The National, as it is known, was formed in 1899 by Fred Melville and the first meeting is believed to have been at a shop in Clapham, South London. Melville had applied for membership of the Philatelic Society, London, now The Royal Philatelic Society London, but was rejected as he was under 18 years of age. This led to him forming The Junior Philatelic Society (now The National Philatelic Society) that same year.

The society was a huge success, capitalising on pent-up demand for a philatelic society that anyone could join and the new society soon had to seek a larger meeting place. In 1906 Melville formed a Manchester branch of the society. Branches were also formed at Brighton and Liverpool.

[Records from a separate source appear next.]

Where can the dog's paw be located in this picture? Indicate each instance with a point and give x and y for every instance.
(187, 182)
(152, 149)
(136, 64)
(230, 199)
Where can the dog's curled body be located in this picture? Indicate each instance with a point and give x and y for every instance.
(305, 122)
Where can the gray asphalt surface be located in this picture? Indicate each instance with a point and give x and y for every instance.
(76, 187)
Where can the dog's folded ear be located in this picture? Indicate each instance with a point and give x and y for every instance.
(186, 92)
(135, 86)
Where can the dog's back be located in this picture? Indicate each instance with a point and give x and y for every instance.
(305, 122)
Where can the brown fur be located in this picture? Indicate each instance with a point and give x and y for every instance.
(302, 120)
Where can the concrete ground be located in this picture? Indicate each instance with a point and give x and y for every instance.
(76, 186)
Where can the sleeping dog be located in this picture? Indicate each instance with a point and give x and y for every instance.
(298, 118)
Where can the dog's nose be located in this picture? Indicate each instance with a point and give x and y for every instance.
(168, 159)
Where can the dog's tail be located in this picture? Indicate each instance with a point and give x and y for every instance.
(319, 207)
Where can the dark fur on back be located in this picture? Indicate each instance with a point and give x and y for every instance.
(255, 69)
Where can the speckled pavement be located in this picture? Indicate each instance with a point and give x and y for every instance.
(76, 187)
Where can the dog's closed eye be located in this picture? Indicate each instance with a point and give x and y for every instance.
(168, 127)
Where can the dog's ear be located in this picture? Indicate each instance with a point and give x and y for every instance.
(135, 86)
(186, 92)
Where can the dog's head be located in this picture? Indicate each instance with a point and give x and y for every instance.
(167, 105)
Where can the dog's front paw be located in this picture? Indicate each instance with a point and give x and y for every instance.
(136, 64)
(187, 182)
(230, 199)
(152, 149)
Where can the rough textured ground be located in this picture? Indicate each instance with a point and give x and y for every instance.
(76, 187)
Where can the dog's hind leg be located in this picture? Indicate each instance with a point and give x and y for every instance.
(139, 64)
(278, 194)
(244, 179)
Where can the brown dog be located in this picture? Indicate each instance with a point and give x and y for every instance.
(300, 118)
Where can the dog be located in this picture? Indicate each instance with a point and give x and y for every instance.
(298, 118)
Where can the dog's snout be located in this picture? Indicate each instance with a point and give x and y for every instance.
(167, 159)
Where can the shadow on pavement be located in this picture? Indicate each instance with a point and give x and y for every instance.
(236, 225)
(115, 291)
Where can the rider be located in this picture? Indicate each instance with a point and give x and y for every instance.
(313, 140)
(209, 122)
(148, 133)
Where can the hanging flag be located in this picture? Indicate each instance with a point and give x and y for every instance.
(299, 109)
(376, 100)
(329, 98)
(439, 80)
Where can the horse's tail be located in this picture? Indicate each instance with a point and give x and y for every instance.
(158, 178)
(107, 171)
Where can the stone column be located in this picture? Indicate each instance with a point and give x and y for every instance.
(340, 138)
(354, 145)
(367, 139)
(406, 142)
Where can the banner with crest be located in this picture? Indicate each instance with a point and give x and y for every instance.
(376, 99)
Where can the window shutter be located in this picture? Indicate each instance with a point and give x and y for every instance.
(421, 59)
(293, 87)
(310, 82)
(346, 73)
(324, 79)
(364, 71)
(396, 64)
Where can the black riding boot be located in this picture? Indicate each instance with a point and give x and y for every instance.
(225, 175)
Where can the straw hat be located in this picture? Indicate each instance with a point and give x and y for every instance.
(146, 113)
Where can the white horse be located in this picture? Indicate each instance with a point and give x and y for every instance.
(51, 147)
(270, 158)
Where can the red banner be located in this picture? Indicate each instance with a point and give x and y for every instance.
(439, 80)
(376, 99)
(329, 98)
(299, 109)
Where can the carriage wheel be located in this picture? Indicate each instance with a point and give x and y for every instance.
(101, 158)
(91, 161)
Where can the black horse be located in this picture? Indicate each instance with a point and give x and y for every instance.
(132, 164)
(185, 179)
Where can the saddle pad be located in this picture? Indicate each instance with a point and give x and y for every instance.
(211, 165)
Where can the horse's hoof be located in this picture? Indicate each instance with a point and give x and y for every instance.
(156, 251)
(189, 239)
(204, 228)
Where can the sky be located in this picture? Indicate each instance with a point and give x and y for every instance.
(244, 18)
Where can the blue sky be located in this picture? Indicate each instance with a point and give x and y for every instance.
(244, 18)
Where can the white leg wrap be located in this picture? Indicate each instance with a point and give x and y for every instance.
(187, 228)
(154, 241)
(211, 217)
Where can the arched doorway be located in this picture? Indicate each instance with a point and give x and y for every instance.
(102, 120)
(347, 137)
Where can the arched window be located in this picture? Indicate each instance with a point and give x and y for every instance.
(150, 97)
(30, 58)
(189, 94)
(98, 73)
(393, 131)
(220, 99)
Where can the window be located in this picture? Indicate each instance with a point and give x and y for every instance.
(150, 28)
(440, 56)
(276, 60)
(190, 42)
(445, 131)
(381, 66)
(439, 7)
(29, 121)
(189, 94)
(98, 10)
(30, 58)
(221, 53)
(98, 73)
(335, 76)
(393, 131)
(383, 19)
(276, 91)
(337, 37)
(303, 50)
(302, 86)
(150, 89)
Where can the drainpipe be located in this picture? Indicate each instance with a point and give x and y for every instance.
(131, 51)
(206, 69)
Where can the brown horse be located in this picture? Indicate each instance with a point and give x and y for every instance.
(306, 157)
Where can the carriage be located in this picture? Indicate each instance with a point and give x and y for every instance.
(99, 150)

The success of the J.P.S. in its early years has been attributed to the partnership between Melville as propagandist and writer, and Herbert "Johnny" Johnson as businessman and organiser.

==Aims==
The Constitution of the society (1997) states:

The cover of Stamp Lover, the society's magazine.

"The Aims of the Society shall be:

(a) To promote, encourage and contribute to the advancement of the practice of philately in all its branches.

(b) To encourage and undertake the preparation and publication of books, catalogues, guides, journals and papers bearing on philately.

(c) To provide facilities for the practice of philately and to assist and encourage young philatelists.

(d) To encourage the detection and prevention of philatelic fakes, forgeries and spurious material and to give assistance in the prosecution of offenders.

(e) To establish and maintain a permanent centre for philately."

==Today==
Today the society is still going strong, and continues to hold regular meetings and to publish its journal Stamp Lover, as it has since 1908. The society also has an extensive philatelic library.